Class summary:   Introduction to Tables
1 Tabular Data
2 Table Operations:   Keeping and Ordering
3 Practice:   Keeping and Ordering
4 Adding Columns to Tables
5 Transforming Tables
6 Practice:   Extending and Transforming

Class summary: Introduction to Tables

Copyright (c) 2017 Kathi Fisler

This material goes with intro to tabular data from the textbook

The text uses a check construct that we have not covered yet – ignore the check statement for a day or two.

1 Tabular Data

Start with a gradebook table:

  gradebook = table: name, SNC, exam1, exam2

    row: "Alina", false, 85, 90

    row: "Carl",  false, 75, 60

    row: "Elan", true, 95, 63

    row: "Lavon", false, 87, 88

    row: "Nunu", true, 70, 92

  end

What computations might you want to do with this table?

  • compute course grades

  • get histogram of performance on each exam

  • look at delta from first exam to second exam

  • check whether SNC or letter-grade students did better on exam2

  • get names of students who did poorly on the first exam

  • etc

To do these analyses, need to be able to do operations on tables. What sort of operations do you need?

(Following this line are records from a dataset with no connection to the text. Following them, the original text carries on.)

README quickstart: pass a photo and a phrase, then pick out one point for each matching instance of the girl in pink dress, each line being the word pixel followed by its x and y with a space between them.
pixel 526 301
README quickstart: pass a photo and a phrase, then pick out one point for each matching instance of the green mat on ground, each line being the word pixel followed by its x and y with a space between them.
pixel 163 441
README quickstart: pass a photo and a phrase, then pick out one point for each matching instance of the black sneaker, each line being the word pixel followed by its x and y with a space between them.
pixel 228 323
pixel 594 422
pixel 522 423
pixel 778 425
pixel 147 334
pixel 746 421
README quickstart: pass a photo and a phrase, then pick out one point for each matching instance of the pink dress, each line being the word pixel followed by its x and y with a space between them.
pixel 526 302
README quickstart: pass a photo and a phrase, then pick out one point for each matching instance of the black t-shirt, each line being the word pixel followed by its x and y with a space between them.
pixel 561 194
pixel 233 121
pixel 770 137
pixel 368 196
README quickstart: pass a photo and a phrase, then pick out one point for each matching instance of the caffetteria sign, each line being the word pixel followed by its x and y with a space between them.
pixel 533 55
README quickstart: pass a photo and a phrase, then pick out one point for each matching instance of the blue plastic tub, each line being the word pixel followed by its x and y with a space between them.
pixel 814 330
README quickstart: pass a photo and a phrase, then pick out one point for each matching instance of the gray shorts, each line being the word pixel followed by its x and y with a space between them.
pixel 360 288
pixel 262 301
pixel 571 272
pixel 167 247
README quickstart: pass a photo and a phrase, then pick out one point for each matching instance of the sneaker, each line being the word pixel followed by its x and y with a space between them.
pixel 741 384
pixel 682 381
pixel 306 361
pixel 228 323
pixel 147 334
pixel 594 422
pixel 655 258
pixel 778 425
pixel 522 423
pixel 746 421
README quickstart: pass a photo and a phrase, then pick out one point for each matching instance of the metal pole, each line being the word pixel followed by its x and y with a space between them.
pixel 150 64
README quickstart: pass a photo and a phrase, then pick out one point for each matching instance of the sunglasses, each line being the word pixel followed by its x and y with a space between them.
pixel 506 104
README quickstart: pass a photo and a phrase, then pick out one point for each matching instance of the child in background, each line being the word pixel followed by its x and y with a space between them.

  • filter out some rows (to look at only low grades)

  • re-order the rows (to see high or low scores first)

  • filter out some columns (to focus on SNC and exam2)

  • add a column with the overall course grade

Going to learn how to do these in Pyret. Let’s focus on the first three, then come back to the fourth a bit later.

2 Table Operations: Keeping and Ordering

  # order the rows by descending values on exam1

  order gradebook: exam1 descending end

  # keep only those rows in which the SNC column contains true

  sieve gradebook using SNC:

    SNC

  end

  # keep only those rows in which the SNC column contains false

  sieve gradebook using SNC:

     not(SNC)

  end

  # keep only the exam2 column

  select exam2 from gradebook end

Notice that these operations return a table but leave the original gradebook table unchanged (this may look unusual to those with prior programming experience).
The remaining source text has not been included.